Diese Straßen breit und stattlich, diese Gäßchen trüb und enge
Füllten einst die Meistersänger mit den Tönen ihrer Sänge.

Aus entlegner, dunkler Vorstadt zogen sie zum Gildesaal,
Nester bau'nd im Haus des Ruhmes, wie die Schwalb' am Schloßportal.

Wie der Weber warf sein Schiffchen, wob er still auch seine Weisen,
Und zum Amboßschall gehämmert hat der Schmied sein Lied von Eisen;

Preisend Gott, der auf zum Lichte läßt der Dichtung Blume streben
Aus der Schmiede Staub und Aschen, aus des Webestuhls Geweben.

Aufschau'nd zu den alten Meistern, zu den zwölf, den weitgenannten,
Lachte Sachs, der Schuster-Dichter, hier in großen Folianten.

Doch sein Haus ist jetzt ein Bierhaus; blanker Sand der Dielen Zier;
Einen Kranz im Fenster trägt es, und sein Antlitz ob der Tür.

Ein bescheiden, kunstlos Bildnis: ganz und gar der »Altmann blaß«,
Der in Puschmanns Lied als Taube weiß am grünen Tische saß.

Und am Abend tritt der rußige Mann des Handwerks in die Schenke,
Daß er, in des Meisters Lehnstuhl, Gram und Sorgenlast ertränke.

All' der alte Glanz geschwunden! vor mein träumend Auge treten,
Wirr sich mischend, jene Bilder, gleich verblichenen Tapeten.

Wer denn schuf dir einen Namen? wer ein Lob, das nie vergeht?
Deine Räte? deine Kaiser? – nein, dein Maler, dein Poet!

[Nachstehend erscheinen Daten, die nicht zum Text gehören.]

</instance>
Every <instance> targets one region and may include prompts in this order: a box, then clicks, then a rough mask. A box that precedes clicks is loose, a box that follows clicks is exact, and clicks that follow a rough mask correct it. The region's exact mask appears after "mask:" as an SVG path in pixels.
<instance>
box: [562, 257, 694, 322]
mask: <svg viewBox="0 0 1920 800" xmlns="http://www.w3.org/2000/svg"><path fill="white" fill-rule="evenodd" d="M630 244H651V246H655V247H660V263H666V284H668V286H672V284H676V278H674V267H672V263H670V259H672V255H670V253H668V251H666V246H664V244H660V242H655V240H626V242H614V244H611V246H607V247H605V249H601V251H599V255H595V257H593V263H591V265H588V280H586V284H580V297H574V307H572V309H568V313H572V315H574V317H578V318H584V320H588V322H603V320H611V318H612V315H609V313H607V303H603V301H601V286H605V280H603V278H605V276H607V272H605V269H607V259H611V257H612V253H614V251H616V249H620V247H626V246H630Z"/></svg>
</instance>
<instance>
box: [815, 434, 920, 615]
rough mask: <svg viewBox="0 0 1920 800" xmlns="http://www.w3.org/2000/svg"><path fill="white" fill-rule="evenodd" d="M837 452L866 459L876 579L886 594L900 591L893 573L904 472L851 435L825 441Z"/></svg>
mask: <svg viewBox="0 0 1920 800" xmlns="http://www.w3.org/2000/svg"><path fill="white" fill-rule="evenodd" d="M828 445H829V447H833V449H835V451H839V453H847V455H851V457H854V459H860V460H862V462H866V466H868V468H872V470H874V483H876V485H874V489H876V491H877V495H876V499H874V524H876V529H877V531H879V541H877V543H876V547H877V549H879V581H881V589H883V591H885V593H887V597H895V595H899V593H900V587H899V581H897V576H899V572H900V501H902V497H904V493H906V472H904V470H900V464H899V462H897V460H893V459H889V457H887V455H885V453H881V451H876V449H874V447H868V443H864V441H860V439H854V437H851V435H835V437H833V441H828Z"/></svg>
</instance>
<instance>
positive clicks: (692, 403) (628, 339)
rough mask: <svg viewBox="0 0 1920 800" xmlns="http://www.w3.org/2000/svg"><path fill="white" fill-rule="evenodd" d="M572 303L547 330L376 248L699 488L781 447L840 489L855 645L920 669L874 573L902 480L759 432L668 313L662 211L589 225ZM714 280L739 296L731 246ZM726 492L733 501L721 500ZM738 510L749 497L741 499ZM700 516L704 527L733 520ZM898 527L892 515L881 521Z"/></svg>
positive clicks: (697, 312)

Also, Nürnberg, gab ein Wandrer aus Gebieten weit entlegen,
Wie er schritt durch deine Gassen, fromm dir seinen Liedersegen:

Pflückend aus des Pflasters Rissen, als ein hier erwachsen Reis,
Des Gewerbes alten Stammbaum – deinen Adel, Bürgerfleiß!

Warnung

Aus einer Reihe von Gedichten gegen die Sklaverei.

Laßt euch gewarnt sein! – Der den Leu'n erschlug,
Der vor sich hertrieb der Philister Schar,
Der Gazas Tor auf breiten Schultern trug –
Er, als er blind nun und geschoren war,
Als man ihn holte nun von seiner Mühle,
Daß er, Ziel ihres Hohns, vor seinen Quälern spiele: –

Er packte wild und riß zu Boden dann
Des Tempels Säulen: – nieder mit Getös
Stürzte das Dach! So strafte dieser Mann
Die Schöpfer seines augenlosen Weh's!
Der arme Sklav, den sie verlachten alle,
Zermalmte Tausende in seinem eignen Falle!

Ein blinder Simson auch in diesem Land,
Machtlos, geschoren, geht in Kett' und Strick.
O, hütet euch – daß nicht auch seine Hand
Umreißt die Säulen dieser Republik,
Bis unsrer Freiheit Tempel, hehr gefügt,
Ein Trümmerlabyrinth formlos am Boden liegt!